Die Schweizer Zeitungen bringen dem Entscheid des Bundesrates zur Anwendung der Ventilklausel zwar mehrheitlich Verständnis entgegen. Allerdings stellen sich die Kommentatoren eine Reihe von Fragen über die Konsequenzen – vor allem für das Verhältnis zur EU.
So fragt sich zum Beispiel die «Südostschweiz», «ob die Rechnung für die Schweiz langfristig aufgehen wird». Denn «es dürfte eher so sein, dass Brüssel-intern der Druck steigen wird, das kleine Nachbarland so richtig an die Kandare zu nehmen und seiner Ausnahmestellung zu berauben».
Auch der «Tagesanzeiger» glaubt, dass «der Goodwill gegenüber der Schweiz, die die Europäer zunehmend als widerspenstig empfinden», in jedem Fall weiter abnehmen wird. Und für das «St. Galler Tagblatt» war dem Bundesrat dieses «Signal an das Volk» anscheinend so wichtig, «dass er es in Kauf nimmt, mit seinem Entscheid die EU zu verärgern».
«Richtig» oder «untauglich»?
Trotzdem habe der Bundesrat «einen richtigen Entscheid» von «grosser psychologischer Bedeutung» gefällt und «Stehvermögen bewiesen», schreibt der «Tagesanzeiger» weiter. Denn «hätte der Bundesrat auf diese Bremse verzichtet, wäre er wortbrüchig geworden», mit der Folge, «dass das Volk das Vertrauen in die Regierung verliert».
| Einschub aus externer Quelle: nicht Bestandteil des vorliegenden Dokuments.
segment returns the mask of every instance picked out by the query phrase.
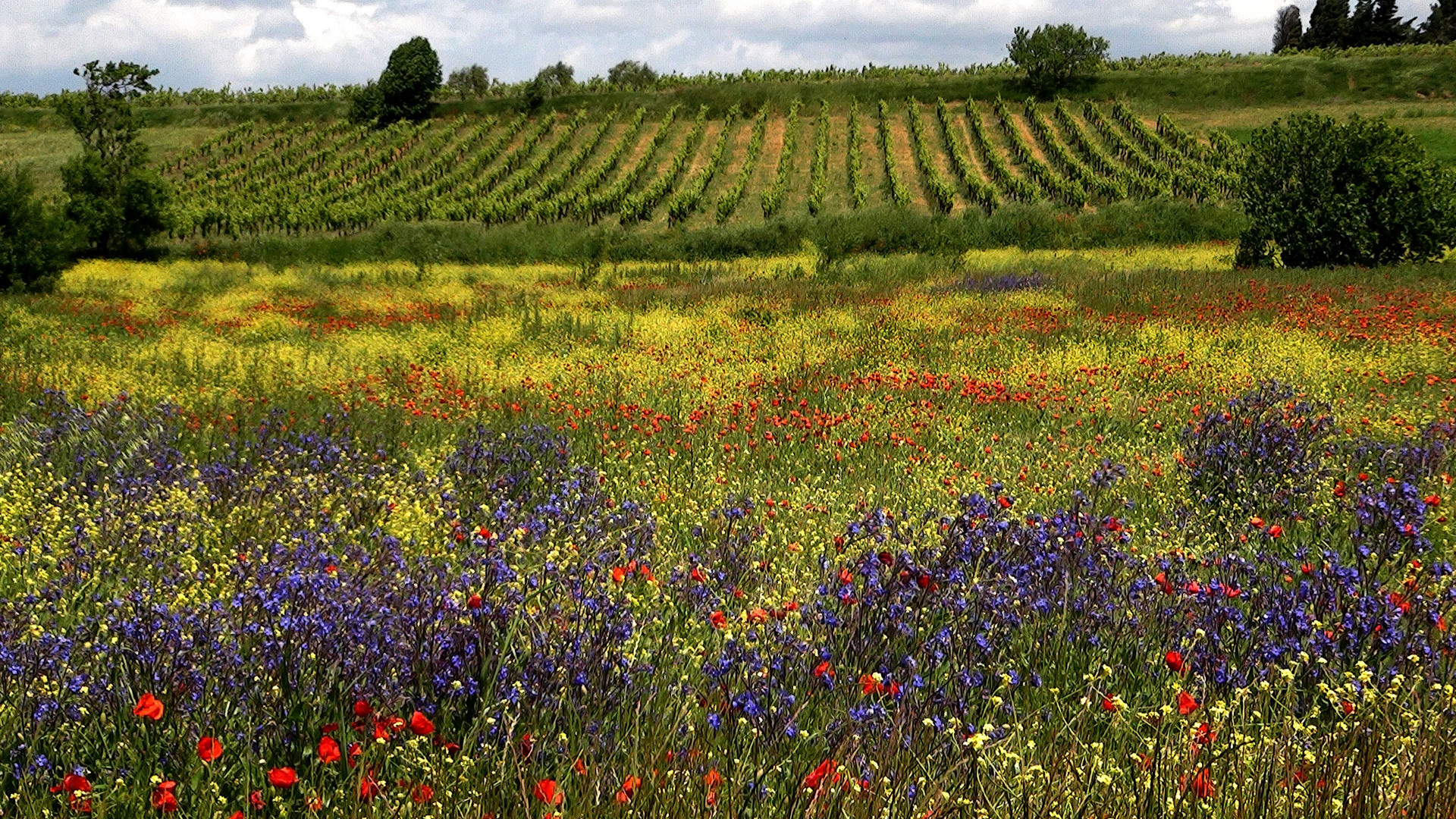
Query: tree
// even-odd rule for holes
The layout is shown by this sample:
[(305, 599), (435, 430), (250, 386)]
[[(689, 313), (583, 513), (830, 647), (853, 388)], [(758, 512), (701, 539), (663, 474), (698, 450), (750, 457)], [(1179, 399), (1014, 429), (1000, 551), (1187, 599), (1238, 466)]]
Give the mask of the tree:
[(1456, 42), (1456, 0), (1431, 3), (1431, 16), (1421, 23), (1421, 42)]
[(607, 82), (620, 87), (652, 87), (657, 85), (657, 71), (646, 63), (623, 60), (607, 70)]
[(577, 87), (575, 74), (577, 70), (571, 66), (556, 63), (555, 66), (546, 66), (540, 71), (536, 71), (536, 82), (542, 85), (542, 90), (546, 92), (546, 96), (556, 96)]
[(1350, 32), (1350, 0), (1318, 0), (1300, 48), (1344, 48)]
[(577, 70), (565, 63), (546, 66), (536, 71), (536, 77), (521, 89), (521, 105), (527, 111), (536, 111), (547, 99), (566, 93), (577, 86), (575, 73)]
[(1415, 39), (1415, 26), (1409, 20), (1402, 20), (1396, 13), (1395, 0), (1374, 0), (1369, 36), (1370, 45), (1399, 45)]
[(1006, 47), (1010, 61), (1026, 71), (1026, 83), (1037, 93), (1091, 79), (1107, 60), (1107, 39), (1089, 36), (1072, 23), (1038, 26), (1029, 34), (1018, 26)]
[(446, 86), (460, 99), (480, 99), (491, 90), (491, 76), (483, 66), (467, 66), (450, 71)]
[(1299, 48), (1305, 23), (1299, 19), (1299, 6), (1284, 6), (1274, 17), (1274, 54), (1287, 48)]
[(1376, 36), (1374, 0), (1356, 0), (1356, 10), (1350, 13), (1350, 22), (1345, 25), (1345, 38), (1340, 45), (1344, 48), (1373, 45)]
[(389, 54), (389, 64), (377, 83), (368, 83), (355, 93), (349, 118), (380, 127), (400, 119), (428, 119), (435, 111), (441, 79), (440, 55), (430, 41), (412, 38)]
[(1239, 198), (1242, 267), (1431, 261), (1456, 246), (1456, 176), (1385, 119), (1296, 114), (1255, 131)]
[(67, 262), (66, 226), (23, 168), (0, 169), (0, 291), (47, 291)]
[(92, 252), (141, 255), (167, 227), (169, 191), (146, 168), (147, 147), (137, 140), (140, 125), (131, 111), (131, 101), (151, 90), (157, 70), (93, 60), (74, 73), (86, 79), (86, 90), (64, 93), (55, 103), (82, 140), (82, 153), (61, 168), (66, 216)]

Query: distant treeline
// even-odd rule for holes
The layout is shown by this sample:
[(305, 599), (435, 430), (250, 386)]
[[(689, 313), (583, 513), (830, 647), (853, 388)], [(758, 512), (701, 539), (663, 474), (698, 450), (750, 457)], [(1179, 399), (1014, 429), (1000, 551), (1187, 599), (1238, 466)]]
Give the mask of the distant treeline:
[[(1447, 0), (1456, 1), (1456, 0)], [(1303, 32), (1302, 32), (1303, 34)], [(1325, 55), (1329, 54), (1328, 50), (1322, 50)], [(1443, 44), (1401, 44), (1401, 45), (1370, 45), (1358, 50), (1342, 50), (1341, 55), (1360, 55), (1369, 57), (1421, 57), (1421, 55), (1449, 55), (1452, 51), (1450, 45)], [(1108, 60), (1102, 70), (1109, 73), (1133, 73), (1133, 71), (1165, 71), (1165, 70), (1208, 70), (1208, 68), (1236, 68), (1236, 67), (1255, 67), (1255, 66), (1277, 66), (1280, 63), (1309, 60), (1321, 57), (1321, 52), (1297, 52), (1294, 48), (1284, 48), (1278, 54), (1233, 54), (1230, 51), (1222, 52), (1198, 52), (1198, 54), (1147, 54), (1142, 57), (1121, 57), (1117, 60)], [(569, 67), (566, 67), (569, 71)], [(572, 95), (581, 93), (617, 93), (617, 92), (642, 92), (642, 90), (684, 90), (684, 89), (705, 89), (711, 86), (743, 86), (743, 85), (772, 85), (772, 83), (837, 83), (837, 82), (865, 82), (865, 80), (888, 80), (888, 82), (932, 82), (932, 80), (954, 80), (961, 77), (1006, 77), (1010, 79), (1016, 76), (1018, 70), (1009, 61), (994, 63), (994, 64), (978, 64), (978, 66), (865, 66), (860, 68), (839, 68), (830, 66), (827, 68), (767, 68), (767, 70), (743, 70), (738, 73), (721, 73), (721, 71), (705, 71), (700, 74), (655, 74), (649, 80), (644, 82), (641, 76), (633, 77), (630, 83), (614, 83), (606, 77), (591, 77), (584, 82), (575, 82), (571, 85), (569, 92)], [(568, 74), (569, 76), (569, 74)], [(502, 99), (502, 98), (518, 98), (521, 96), (533, 80), (523, 80), (517, 83), (502, 83), (489, 82), (479, 83), (469, 90), (463, 90), (460, 86), (447, 85), (441, 87), (438, 99), (441, 102), (453, 99)], [(221, 89), (192, 89), (179, 90), (172, 87), (157, 89), (151, 93), (143, 95), (134, 101), (137, 106), (146, 108), (169, 108), (169, 106), (210, 106), (210, 105), (278, 105), (278, 103), (298, 103), (298, 102), (348, 102), (358, 92), (363, 85), (307, 85), (307, 86), (269, 86), (269, 87), (242, 87), (234, 89), (232, 86), (223, 86)], [(36, 93), (12, 93), (0, 92), (0, 108), (51, 108), (55, 101), (67, 93), (74, 93), (63, 90), (50, 95)]]
[(1415, 17), (1401, 17), (1395, 0), (1318, 0), (1309, 12), (1309, 28), (1299, 6), (1284, 6), (1274, 17), (1274, 52), (1310, 48), (1361, 48), (1370, 45), (1443, 45), (1456, 41), (1456, 0), (1431, 4), (1420, 26)]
Auch die Westschweizer Zeitungen «24 heures» und «Tribune de Genève» betonen, dass etwas gemacht werden musste, nur schon «der Glaubwürdigkeit wegen». Und «Le Temps» glaubt, dass der Bundesrat gar keine andere Wahl gehabt habe, als der Bevölkerung zu zeigen, «dass er ihre Sorgen und Ängste ernst nimmt».
Für die «Berner Zeitung» ist dem Bundesrat aber genau das nicht gelungen. Der Entscheid sei «entlarvend halbherzig» und ein «untauglicher Versuch […], die Stimmbürger zu besänftigen, ohne die EU allzu sehr zu verärgern».
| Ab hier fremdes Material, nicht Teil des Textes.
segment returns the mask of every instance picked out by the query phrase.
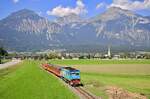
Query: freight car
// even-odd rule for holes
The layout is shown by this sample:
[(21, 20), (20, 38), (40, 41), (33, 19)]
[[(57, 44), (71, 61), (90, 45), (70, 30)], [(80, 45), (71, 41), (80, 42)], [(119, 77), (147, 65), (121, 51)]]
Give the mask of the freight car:
[(72, 67), (56, 66), (53, 64), (43, 64), (42, 66), (45, 70), (55, 74), (71, 86), (82, 85), (80, 82), (80, 70)]

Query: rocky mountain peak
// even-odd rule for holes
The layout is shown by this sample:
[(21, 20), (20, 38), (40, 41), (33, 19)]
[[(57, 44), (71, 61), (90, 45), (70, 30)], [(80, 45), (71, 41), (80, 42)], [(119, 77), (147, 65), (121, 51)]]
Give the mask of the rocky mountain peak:
[(82, 21), (83, 21), (83, 19), (76, 14), (58, 17), (55, 20), (55, 22), (59, 23), (60, 25), (65, 25), (65, 24), (70, 24), (70, 23), (78, 23), (78, 22), (82, 22)]

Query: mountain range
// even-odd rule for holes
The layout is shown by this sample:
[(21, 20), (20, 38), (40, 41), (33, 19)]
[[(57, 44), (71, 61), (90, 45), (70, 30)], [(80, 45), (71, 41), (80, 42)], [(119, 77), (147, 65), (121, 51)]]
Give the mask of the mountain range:
[(88, 19), (71, 14), (50, 21), (22, 9), (0, 20), (0, 44), (16, 51), (79, 48), (82, 51), (108, 45), (149, 50), (150, 17), (111, 7)]

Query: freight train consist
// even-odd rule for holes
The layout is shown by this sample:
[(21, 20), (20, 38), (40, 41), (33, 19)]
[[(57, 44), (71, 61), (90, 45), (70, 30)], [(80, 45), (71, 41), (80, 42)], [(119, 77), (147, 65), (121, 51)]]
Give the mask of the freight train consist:
[(57, 77), (63, 79), (71, 86), (82, 86), (80, 82), (80, 70), (72, 67), (61, 67), (53, 64), (43, 64), (43, 68)]

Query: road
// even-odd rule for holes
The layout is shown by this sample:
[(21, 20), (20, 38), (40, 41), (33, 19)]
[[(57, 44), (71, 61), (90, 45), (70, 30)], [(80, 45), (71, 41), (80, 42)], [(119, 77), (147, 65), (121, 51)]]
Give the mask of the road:
[(0, 64), (0, 69), (4, 69), (4, 68), (7, 68), (7, 67), (16, 65), (16, 64), (18, 64), (20, 62), (21, 62), (21, 60), (12, 60), (10, 62), (4, 63), (4, 64)]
Die Glaubwürdigkeit werde nicht gestärkt, «indem der Bundesrat gerade mal so viel tue, um dem Vorwurf zu entgehen, er halte seine im Abstimmungskampf abgegebenen Versprechen nicht», schreibt die «Berner Zeitung» weiter. Für den «Quotidien Jurassien» sendet die Regierung ausserdem das Signal an die Bevölkerung, «dass es in der Tat ein Problem mit der Personenfreizügigkeit gibt».
«Symbolische Wirkung»
Einig sind sich die Kommentatoren über die weithgehend «symbolische Wirkung» des Entscheides. Denn «es waren und sind gerade nicht die Bürgerinnen und Bürger dieser Staaten, die zu Zehntausenden in die Schweiz einwanderten und einwandern», schreibt dazu das «St. Galler Tagblatt».
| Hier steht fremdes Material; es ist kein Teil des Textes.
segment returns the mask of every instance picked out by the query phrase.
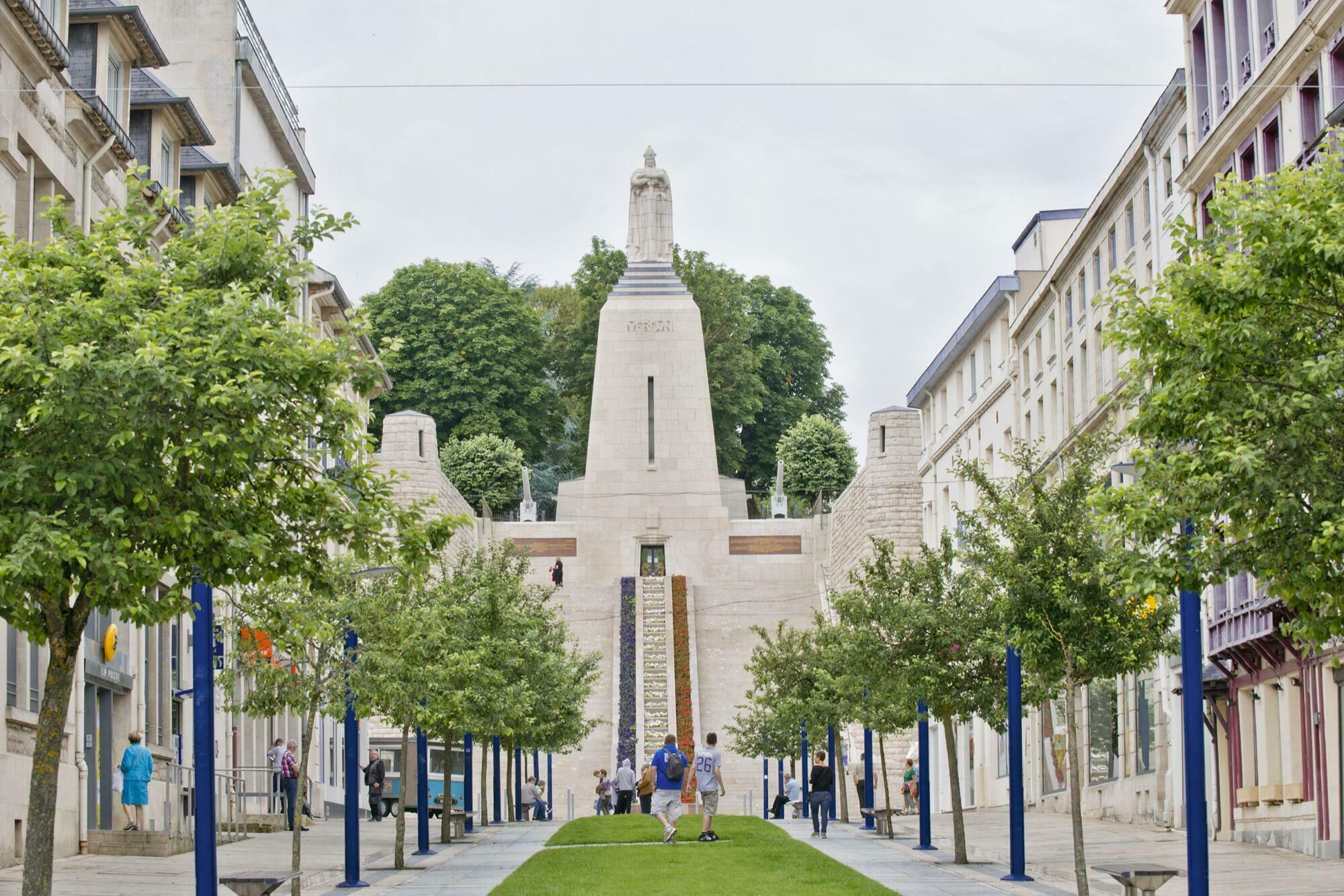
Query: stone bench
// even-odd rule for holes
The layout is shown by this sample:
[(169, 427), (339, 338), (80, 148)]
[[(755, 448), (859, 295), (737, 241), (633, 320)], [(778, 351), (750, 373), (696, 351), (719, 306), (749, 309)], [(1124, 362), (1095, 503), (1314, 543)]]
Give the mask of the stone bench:
[(296, 877), (298, 877), (297, 870), (286, 870), (274, 875), (222, 876), (219, 883), (238, 893), (238, 896), (270, 896), (282, 884), (288, 884)]
[(1167, 865), (1128, 862), (1124, 865), (1093, 865), (1093, 870), (1110, 875), (1124, 888), (1125, 896), (1152, 896), (1157, 888), (1180, 875)]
«Rein kosmetisch» sei die Massnahme, schreibt «Le Temps». Als «Aktivismus, der ohne Zweifel sein Ziel nicht erreichen wird», bezeichnen «24 Heures» und «Tribune de Genève» den Entscheid. Und auch für den «Quotidien Jurassien» wird er «in der Praxis keine grossen Auswirkungen» haben.
Die «Neue Zürcher Zeitung» hingegen betont, dass «alle vorhandenen, je für sich nicht entscheidenden Steuerungsinstrumente ernst zu nehmen sind». Denn «einige tausend Zuzüger plus Familien mehr oder weniger bedeuten zum Beispiel auch einige tausend zusätzliche Wohnungen mehr oder weniger».
Und deshalb wünscht sich die «NZZ» in Zukunft einen «ehrlichen Blick auf die komplexen Zusammenhänge zwischen Migration, Wohlstand und Umwelt-Verbrach, kultureller Vielfalt und Problemen gesellschaftlicher Integration».